Defensive lineman Jonathan Allen said he wasn’t consulted by the front office, either, and added that he could only talk about Foster’s character based on his personal interactions with him in college.
“I’ve never had a problem. I’ve never seen any problems out of him,” Allen said. “He’s a great person. But I don’t know the whole details of the situation, so I can’t really speak about that. But from my experiences, it’s been good.”
Rookie linebacker Shaun Dion Hamilton said he was happy for the addition of Foster, but declined comment on whether he was asked by team brass about his former Alabama teammate.
The Redskins are facing similar criticism to what the Dallas Cowboys received for signing linebacker Greg Hardy in 2015 after his domestic violence case. The Redskins also signed linebacker Junior Galette in 2016 after the New Orleans Saints released him following a domestic violence arrest, a charge that was later dismissed.
Gruden said the team could have waited and signed Foster later, but didn’t want to chance another team signing him.

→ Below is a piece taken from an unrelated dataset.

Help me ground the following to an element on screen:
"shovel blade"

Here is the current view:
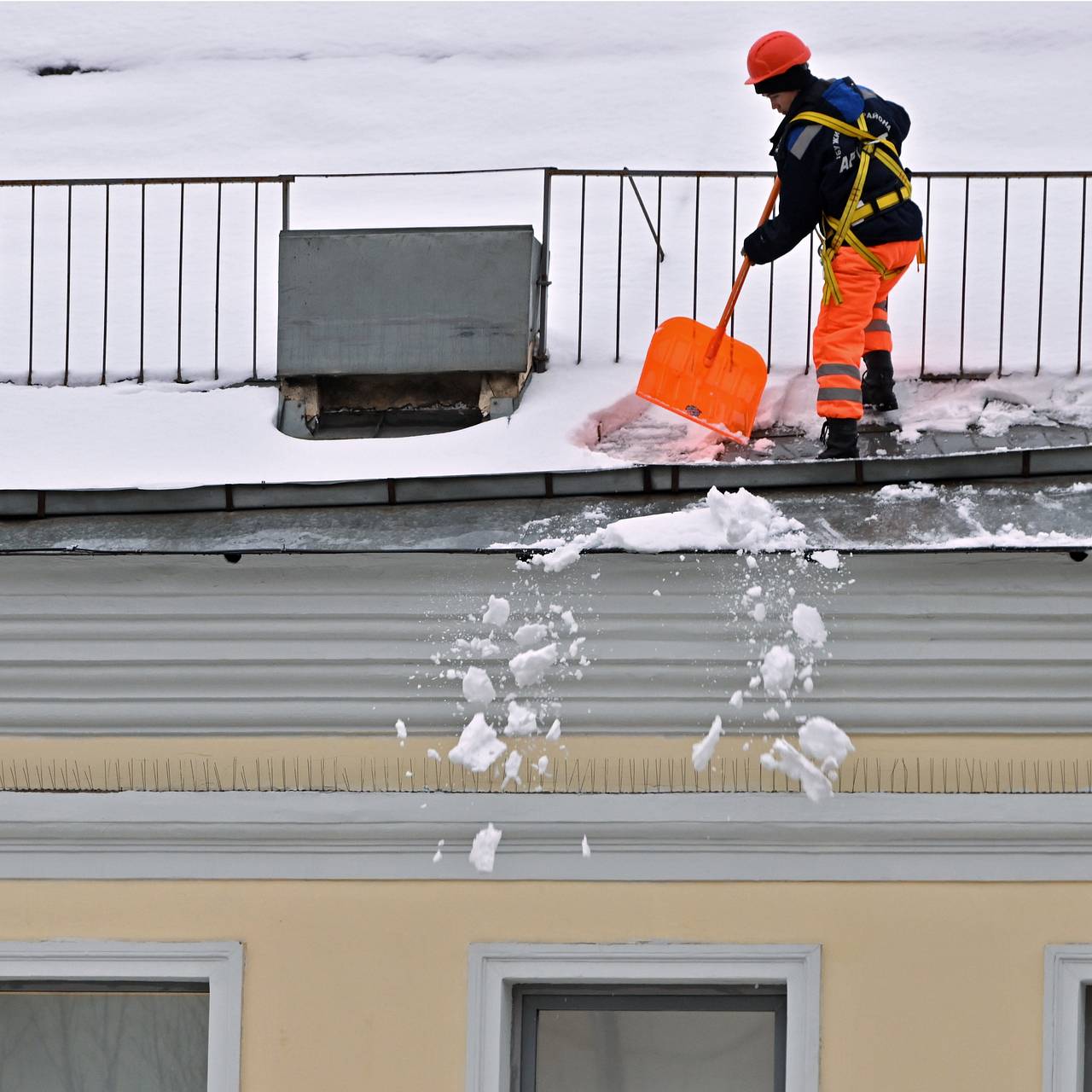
[636,317,765,444]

Foster’s future with the team is unclear.
Boston University professor Emily Rothman, who has published more than three dozen studies on interpersonal violence, said she hopes that during the ongoing NFL investigation that the woman involved has a say in what happens next.
“Really the best person to go to is the survivor and the people supporting the survivor,” Rothman said. “And that should be done consistently. Now, what the fallout is? In some cases, suspension might be the right thing. In other cases, it might not be because the situation really can vary.”
The Redskins took on Foster, whose rookie contract runs through 2020, in the hopes that he can help them on the field at some point. There’s no timeframe for him to be able to contribute, and Gruden knows the team gets “nothing” out of the move if Foster is found guilty.
“We understand that there’s a lot of things that he’s gone through, and there’s some issues there,” Gruden said. “We’re going to let the NFL take their time and do the right thing with the investigation, as are we. And we’ll go from there.”